In the example below:

  • PartyProfile is the parent table. Its Profile ID column is generated as a 10-digit sequence and kept (mode: KEEP) so child rows have stable values to reference.

  • Equity is the child table. It generates 300 rows of transaction data, and its Profile ID column is linked back to the parent through a foreign key.

default_config:
  mode: GENERATION
  target_row_number: 100
  use_working_directory: false
  locale: "en-GB"

tables:
  - table_name_with_schema: "public.PartyProfile"
    mode: KEEP
    transformations:
      - columns: ["Profile ID"]
        params:
          type: string_sequence_generator
          length: 10
          start_from: "1"
          alphabets:
            - type: digits

  - table_name_with_schema: "public.Equity"
    target_row_number: 300
    transformations:
      - columns: ["FI name", "FI val"]
        params:
          type: loop_generator
          repeatable: true
          source:
            value_source: "MULTIPLE_PROVIDED"
            column_types:
              "FI name": STRING
              "FI val": NUMERIC
            values:
              - {"FI name": "Chase",       "FI val": "213"}
              - {"FI name": "Wells Fargo", "FI val": "3434"}

      - columns: ["Amount"]
        params:
          type: continuous_generator
          numeric_type: FLOAT
          min: 1200.34
          max: 123654.98
          mean: 2344.00
          std: 3423.00
          round: 2

      - columns: ["First Name"]
        params:
          type: person_generator
          column_templates: ["${first_name}"]

      - columns: ["Last name"]
        params:
          type: person_generator
          column_templates: ["${last_name}"]

metadata:
  tables:
    - table_name_with_schema: "public.Equity"
      foreign_keys:
        fk_user_order:
          referred_schema: "public"
          referred_table: "PartyProfile"
          columns:
            - column: "Profile ID"
              referred_column: "Profile ID"

cycle_resolution_strategy: "FAIL"
schema_creation_mode: "DROP_AND_CREATE"
table_truncation_mode: TRUNCATE
safety_mode: "RELAXED"
use_text_column_heuristics: true

The metadata.tables.foreign_keys block declares a virtual foreign key between the two files.

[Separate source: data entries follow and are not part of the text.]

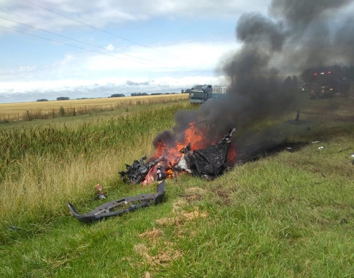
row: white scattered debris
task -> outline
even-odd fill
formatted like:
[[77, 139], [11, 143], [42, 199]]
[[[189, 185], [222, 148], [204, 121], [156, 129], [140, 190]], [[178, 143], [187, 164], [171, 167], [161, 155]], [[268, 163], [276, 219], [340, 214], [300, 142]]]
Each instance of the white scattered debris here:
[[187, 161], [184, 158], [184, 154], [183, 154], [183, 155], [181, 158], [181, 159], [179, 159], [179, 161], [178, 161], [178, 164], [177, 164], [177, 168], [181, 170], [184, 170], [186, 172], [190, 174], [192, 173], [192, 172], [188, 168], [188, 165], [187, 164]]

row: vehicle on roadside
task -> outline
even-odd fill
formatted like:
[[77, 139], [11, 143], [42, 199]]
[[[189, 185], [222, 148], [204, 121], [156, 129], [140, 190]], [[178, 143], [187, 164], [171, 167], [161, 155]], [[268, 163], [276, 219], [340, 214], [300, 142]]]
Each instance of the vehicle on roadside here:
[[195, 85], [192, 87], [189, 93], [189, 103], [191, 104], [201, 104], [212, 98], [212, 88], [211, 85]]

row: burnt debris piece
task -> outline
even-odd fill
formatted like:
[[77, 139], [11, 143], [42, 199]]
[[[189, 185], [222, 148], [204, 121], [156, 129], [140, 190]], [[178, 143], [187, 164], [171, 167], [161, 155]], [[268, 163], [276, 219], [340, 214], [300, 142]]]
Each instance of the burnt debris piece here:
[[181, 150], [183, 155], [177, 167], [194, 175], [208, 178], [221, 175], [226, 168], [230, 138], [236, 130], [230, 127], [228, 134], [219, 142], [204, 149], [191, 151], [188, 145]]
[[129, 182], [135, 184], [142, 182], [145, 178], [150, 170], [156, 165], [160, 159], [152, 159], [144, 163], [146, 157], [141, 158], [140, 161], [135, 160], [131, 165], [125, 164], [127, 170], [119, 172], [122, 180], [125, 182]]
[[94, 221], [115, 216], [120, 216], [141, 208], [146, 208], [161, 202], [165, 191], [165, 181], [157, 186], [156, 193], [141, 194], [132, 197], [123, 198], [106, 203], [88, 213], [79, 214], [73, 205], [68, 202], [68, 206], [74, 216], [79, 221], [89, 223]]

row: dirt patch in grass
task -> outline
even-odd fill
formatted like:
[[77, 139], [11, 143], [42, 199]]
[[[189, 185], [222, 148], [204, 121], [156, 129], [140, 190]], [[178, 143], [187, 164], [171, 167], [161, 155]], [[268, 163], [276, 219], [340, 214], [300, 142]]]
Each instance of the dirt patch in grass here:
[[147, 238], [150, 241], [155, 242], [161, 237], [163, 233], [161, 229], [154, 228], [153, 229], [147, 231], [142, 234], [140, 234], [139, 236], [141, 238]]
[[206, 191], [200, 187], [191, 187], [185, 190], [185, 194], [181, 197], [189, 202], [200, 201], [206, 193]]
[[163, 266], [170, 262], [181, 257], [182, 253], [174, 249], [167, 248], [166, 250], [161, 250], [156, 256], [151, 256], [149, 254], [149, 248], [144, 244], [138, 244], [134, 247], [134, 250], [139, 254], [145, 262], [151, 266]]
[[182, 211], [179, 215], [177, 217], [164, 217], [158, 219], [156, 222], [162, 225], [171, 226], [176, 225], [181, 226], [188, 221], [192, 221], [197, 218], [205, 218], [208, 216], [208, 213], [206, 212], [201, 212], [199, 211], [199, 208], [194, 207], [194, 210], [190, 212]]

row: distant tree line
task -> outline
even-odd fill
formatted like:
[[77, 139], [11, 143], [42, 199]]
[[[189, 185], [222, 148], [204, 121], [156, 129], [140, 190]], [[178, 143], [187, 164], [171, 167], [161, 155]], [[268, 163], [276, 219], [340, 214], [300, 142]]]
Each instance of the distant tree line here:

Synthesized:

  1. Generates the parent table (PartyProfile) first, producing the pool of Profile ID values.

  2. Generates the child table (Equity), drawing each Profile ID value from the parent pool rather than inventing a new one.

The result is that every Profile ID in Equity/data.csv exists in PartyProfile/data.csv, so the two files can be joined safely downstream.

Since CSV files do not carry foreign-key metadata of their own, the relationship must be declared in the configuration. This is the same mechanism used for virtual foreign keys on database workflows.